Commutative $n$-ary superalgebras with an invariant skew-symmetric form

TL;DR

This paper classifies certain invariant superalgebras, develops Hodge theory for $L_{inite}$-algebras, and explores quasi-Frobenius structures, advancing the understanding of $n$-ary superalgebras with invariant forms.

Contribution

It provides a classification of anti-commutative $m$-dimensional $(m-3)$-ary algebras and real simple Lie $(m-3)$-algebras with positive definite invariant forms, and develops Hodge theory for $L_{inite}$-algebras.

Findings

Classified anti-commutative $(m-3)$-ary algebras with invariant forms.

Classified real simple Lie $(m-3)$-algebras with positive definite invariant forms.

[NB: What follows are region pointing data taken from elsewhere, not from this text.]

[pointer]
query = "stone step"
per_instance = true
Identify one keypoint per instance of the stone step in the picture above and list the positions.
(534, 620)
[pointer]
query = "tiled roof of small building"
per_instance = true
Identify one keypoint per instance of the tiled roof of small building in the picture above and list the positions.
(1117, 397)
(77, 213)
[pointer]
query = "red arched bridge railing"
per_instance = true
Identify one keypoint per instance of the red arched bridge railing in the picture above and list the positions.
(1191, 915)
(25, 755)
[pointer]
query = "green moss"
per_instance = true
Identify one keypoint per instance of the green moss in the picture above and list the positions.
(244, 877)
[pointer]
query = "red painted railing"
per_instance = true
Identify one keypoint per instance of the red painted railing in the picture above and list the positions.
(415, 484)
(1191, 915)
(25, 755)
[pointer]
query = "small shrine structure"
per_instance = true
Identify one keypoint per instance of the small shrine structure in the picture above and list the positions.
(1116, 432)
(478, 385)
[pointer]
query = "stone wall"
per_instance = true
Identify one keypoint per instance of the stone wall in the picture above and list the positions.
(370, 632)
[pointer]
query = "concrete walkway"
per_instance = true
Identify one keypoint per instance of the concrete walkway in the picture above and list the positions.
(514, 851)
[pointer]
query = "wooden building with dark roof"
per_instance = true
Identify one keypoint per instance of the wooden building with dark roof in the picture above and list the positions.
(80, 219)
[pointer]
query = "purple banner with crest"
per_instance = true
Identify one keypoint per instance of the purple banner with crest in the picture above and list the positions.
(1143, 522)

Developed Hodge theory for $L_{inite}$-algebras.

Abstract

We study $n$-ary commutative superalgebras and $L_{\infty}$-algebras that possess a skew-symmetric invariant form, using the derived bracket formalism. This class of superalgebras includes for instance Lie algebras and their $n$-ary generalizations, commutative associative and Jordan algebras with an invariant form. We give a classification of anti-commutative $m$-dimensional $(m-3)$-ary algebras with an invariant form, and a classification of real simple $m$-dimensional Lie $(m-3)$-algebras with a positive definite invariant form up to isometry. Furthermore, we develop the Hodge Theory for $L_{\infty}$-algebras with a symmetric invariant form, and we describe quasi-Frobenius structures on skew-symmetric $n$-ary algebras.